耶馬渓には「青の洞門」がある。ここは子供の教育には大事な場所やね。
菊池寛の『恩讐の彼方に』のモデルとなった有名なとこ。かつては難所で遭難者が絶えなかったとこを、江戸時代の僧・禅海和尚は蚤と槌だけを使って岩壁を掘り、30年間もくもくと掘り続け貫通させた。円空彫りではないけど、その時の蚤の後がくっきり残っている。
九州にいったら、温泉だけでなく、ぜひ耶馬渓にいってね。「ここヤバイっす」よとなるでしょう。
耶馬渓には「豆岳珈琲」があります。ここのオープンエアーなテーブルで珈琲を飲むと、座禅
しているような気分になる。平魚泳さんたちも、ときどきそこでライブをする。
感度のいいアーティストたちが移住して、街がいい感じに醸しだされている。
「土地の人とよそ者の交流の場」として、「カフェ」の役割は大きい。

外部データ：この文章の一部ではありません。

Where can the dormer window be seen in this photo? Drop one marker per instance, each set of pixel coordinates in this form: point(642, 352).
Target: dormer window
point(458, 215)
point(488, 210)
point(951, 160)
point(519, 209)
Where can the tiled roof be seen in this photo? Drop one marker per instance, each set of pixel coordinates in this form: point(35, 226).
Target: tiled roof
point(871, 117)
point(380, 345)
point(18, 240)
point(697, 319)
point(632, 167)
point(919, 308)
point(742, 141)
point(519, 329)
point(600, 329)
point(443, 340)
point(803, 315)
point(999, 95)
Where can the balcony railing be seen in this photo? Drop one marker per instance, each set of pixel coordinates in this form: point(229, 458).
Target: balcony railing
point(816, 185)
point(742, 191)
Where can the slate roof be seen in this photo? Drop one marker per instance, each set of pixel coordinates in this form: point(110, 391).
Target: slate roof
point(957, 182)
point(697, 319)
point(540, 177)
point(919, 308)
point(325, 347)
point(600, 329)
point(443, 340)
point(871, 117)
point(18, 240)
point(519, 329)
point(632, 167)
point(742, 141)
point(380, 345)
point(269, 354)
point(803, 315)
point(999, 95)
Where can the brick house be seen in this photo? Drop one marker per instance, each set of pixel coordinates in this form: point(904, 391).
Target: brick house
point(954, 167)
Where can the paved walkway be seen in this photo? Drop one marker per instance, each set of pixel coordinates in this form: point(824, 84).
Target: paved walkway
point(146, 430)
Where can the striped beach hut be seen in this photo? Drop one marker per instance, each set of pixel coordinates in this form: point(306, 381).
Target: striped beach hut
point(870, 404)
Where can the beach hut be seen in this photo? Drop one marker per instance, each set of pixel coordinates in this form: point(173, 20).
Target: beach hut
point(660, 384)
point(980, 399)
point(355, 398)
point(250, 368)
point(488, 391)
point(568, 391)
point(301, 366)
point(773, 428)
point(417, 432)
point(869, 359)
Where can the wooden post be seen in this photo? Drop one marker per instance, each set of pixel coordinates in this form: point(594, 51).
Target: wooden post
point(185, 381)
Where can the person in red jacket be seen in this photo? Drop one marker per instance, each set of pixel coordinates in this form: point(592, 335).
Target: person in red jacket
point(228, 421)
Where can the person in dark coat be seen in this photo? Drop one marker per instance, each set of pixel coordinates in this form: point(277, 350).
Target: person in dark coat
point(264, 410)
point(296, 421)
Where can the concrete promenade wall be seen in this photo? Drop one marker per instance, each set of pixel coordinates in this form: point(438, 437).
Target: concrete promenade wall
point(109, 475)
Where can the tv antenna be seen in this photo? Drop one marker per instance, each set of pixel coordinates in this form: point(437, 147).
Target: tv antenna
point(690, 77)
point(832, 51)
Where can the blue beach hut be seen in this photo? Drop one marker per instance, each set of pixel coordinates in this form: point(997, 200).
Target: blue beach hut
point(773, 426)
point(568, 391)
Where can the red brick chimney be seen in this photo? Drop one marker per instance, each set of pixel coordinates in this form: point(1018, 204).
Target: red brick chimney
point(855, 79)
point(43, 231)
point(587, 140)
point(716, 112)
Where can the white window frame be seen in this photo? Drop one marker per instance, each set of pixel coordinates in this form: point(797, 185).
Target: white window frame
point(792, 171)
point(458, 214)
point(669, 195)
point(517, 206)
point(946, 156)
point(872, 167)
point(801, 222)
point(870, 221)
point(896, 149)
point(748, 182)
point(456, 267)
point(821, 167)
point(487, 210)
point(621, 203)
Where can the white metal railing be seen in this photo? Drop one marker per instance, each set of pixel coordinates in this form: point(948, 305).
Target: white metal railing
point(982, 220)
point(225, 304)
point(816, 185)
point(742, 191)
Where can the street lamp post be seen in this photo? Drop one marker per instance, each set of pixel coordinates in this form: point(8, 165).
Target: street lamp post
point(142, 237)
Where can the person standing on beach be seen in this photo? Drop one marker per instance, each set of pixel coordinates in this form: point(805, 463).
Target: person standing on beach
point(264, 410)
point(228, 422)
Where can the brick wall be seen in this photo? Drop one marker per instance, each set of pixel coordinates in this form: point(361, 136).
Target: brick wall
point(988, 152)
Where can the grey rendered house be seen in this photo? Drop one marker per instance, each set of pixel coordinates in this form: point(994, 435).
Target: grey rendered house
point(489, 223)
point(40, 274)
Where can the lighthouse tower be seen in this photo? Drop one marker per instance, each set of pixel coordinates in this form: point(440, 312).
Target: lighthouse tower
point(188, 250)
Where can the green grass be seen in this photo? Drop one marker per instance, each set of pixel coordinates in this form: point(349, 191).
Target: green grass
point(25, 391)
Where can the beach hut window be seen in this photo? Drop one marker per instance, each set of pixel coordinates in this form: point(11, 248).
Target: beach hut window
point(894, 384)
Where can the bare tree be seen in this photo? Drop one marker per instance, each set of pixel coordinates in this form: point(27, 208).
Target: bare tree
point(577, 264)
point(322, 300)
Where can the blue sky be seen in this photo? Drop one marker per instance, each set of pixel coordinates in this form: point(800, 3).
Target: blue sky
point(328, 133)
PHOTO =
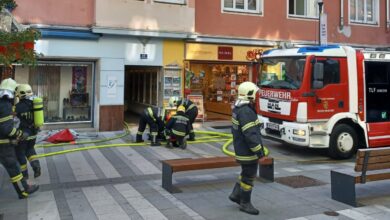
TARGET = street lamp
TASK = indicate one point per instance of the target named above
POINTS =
(320, 4)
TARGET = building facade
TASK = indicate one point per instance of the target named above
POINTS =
(105, 58)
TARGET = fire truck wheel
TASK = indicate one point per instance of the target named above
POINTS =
(343, 142)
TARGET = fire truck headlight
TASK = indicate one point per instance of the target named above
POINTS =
(299, 132)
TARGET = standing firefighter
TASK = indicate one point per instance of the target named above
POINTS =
(191, 111)
(9, 135)
(248, 146)
(178, 128)
(25, 113)
(155, 118)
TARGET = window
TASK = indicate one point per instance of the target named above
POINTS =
(331, 71)
(246, 6)
(303, 8)
(172, 1)
(364, 11)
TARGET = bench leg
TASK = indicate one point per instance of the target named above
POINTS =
(167, 178)
(267, 171)
(343, 188)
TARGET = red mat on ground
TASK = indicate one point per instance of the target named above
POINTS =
(61, 136)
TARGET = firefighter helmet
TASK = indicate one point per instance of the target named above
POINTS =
(173, 101)
(7, 88)
(247, 91)
(24, 91)
(181, 109)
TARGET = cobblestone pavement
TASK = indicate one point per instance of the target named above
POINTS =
(125, 183)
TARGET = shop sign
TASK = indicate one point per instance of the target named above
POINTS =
(143, 56)
(225, 53)
(254, 55)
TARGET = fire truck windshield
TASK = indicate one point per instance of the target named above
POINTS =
(281, 72)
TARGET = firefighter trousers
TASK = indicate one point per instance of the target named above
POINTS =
(192, 114)
(24, 151)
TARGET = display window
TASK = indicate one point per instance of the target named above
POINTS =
(217, 83)
(66, 89)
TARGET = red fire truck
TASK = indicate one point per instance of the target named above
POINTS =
(332, 97)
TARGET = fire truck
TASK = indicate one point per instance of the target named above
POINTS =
(332, 97)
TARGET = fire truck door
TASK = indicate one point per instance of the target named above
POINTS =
(332, 96)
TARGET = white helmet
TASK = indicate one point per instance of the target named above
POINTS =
(247, 91)
(7, 87)
(24, 91)
(173, 101)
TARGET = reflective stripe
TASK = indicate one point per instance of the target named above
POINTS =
(4, 141)
(234, 121)
(190, 107)
(250, 124)
(178, 133)
(245, 186)
(31, 137)
(16, 178)
(4, 119)
(257, 148)
(150, 111)
(12, 133)
(23, 167)
(247, 158)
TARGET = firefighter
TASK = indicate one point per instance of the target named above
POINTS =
(10, 135)
(248, 145)
(25, 113)
(191, 111)
(177, 128)
(155, 118)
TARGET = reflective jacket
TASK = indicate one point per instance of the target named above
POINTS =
(7, 129)
(157, 115)
(24, 111)
(179, 124)
(188, 104)
(246, 133)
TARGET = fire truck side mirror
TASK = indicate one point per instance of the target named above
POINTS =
(318, 76)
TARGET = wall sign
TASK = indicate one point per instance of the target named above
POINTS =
(225, 53)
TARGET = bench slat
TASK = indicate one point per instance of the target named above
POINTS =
(373, 160)
(376, 166)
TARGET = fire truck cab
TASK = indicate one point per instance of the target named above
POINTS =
(332, 97)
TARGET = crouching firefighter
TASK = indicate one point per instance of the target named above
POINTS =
(177, 129)
(26, 111)
(191, 111)
(155, 118)
(8, 136)
(248, 145)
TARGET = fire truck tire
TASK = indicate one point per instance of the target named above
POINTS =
(343, 142)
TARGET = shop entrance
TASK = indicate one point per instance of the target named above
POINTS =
(218, 83)
(141, 90)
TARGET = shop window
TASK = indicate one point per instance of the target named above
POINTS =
(246, 6)
(66, 89)
(303, 8)
(217, 83)
(364, 11)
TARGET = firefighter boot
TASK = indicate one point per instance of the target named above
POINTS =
(138, 138)
(235, 195)
(36, 168)
(182, 144)
(29, 189)
(155, 142)
(245, 203)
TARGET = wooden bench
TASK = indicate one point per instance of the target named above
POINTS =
(371, 165)
(266, 168)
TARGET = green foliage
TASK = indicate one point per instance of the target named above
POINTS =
(15, 47)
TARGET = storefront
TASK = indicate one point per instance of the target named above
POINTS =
(214, 72)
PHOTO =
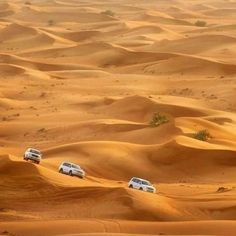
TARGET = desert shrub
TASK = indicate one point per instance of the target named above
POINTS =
(200, 23)
(51, 22)
(202, 135)
(108, 13)
(158, 119)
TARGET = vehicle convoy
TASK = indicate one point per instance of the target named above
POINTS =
(141, 184)
(71, 169)
(33, 155)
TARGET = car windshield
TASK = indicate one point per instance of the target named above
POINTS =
(76, 167)
(35, 151)
(145, 182)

集会所や
寺子屋が機能していない今はとくに大事なような気がする。
ひとむかし前、団塊世代が引退して田舎暮らしをしたりすることを「ロハス」
とかいっていた。なんか結局マスコミがでっちあげたマーケティング?で
あまりムーブメントにならなかった。最近は確実に若い世代の人たちが
「田舎暮らし」にシフトしているようだ。二か所暮らし、三か所暮らしも
これからの風になるのではなかろうか?
平魚泳さんたちの音楽も、耶馬渓の地を耕し、自分たちの暮らしをつくり、
育んでいくような「あたたたかさ」みたいなものがある。
外国ではそんな人たちのことを@カントリージェントルマンと呼ぶらしい。
時々は田舎の空気を吸ったり、田んぼや畑仕事や梅仕事をするような
ことはカッコイイことではなかろうか?自給自足率もあがるし、健康で持続可能
な暮らしができる人が増えれば、介護や医療費の削減にもなるし、
なんといっても、元気なじいちゃんばあちゃんがいる風景は素敵ではありませんか。
そんなこともあって、今日そんなライブをやる。
能登の志賀町も耶馬渓に負けないくらいの里山里海の風景に恵まれている。
役所の人たちも移住者に親切で、アポなしでいっても、笑顔で家族のようなフンイキ。
志賀町に移り住む人のことを、そのうち@志賀んとりーじぇんとるまん、と呼ぶかもなんばん。
志賀町のユルキャラ「あかりちゃん」は、日本で一番古い木造灯台。北前船の時代から
航海中の大事な役割を果たしてきた。港も交流の場。そしてお祭りが盛んなとこでもある。
「いいカフェ」「いい役所」「いい祭り」・・・移りすむ時の羅針盤でもある。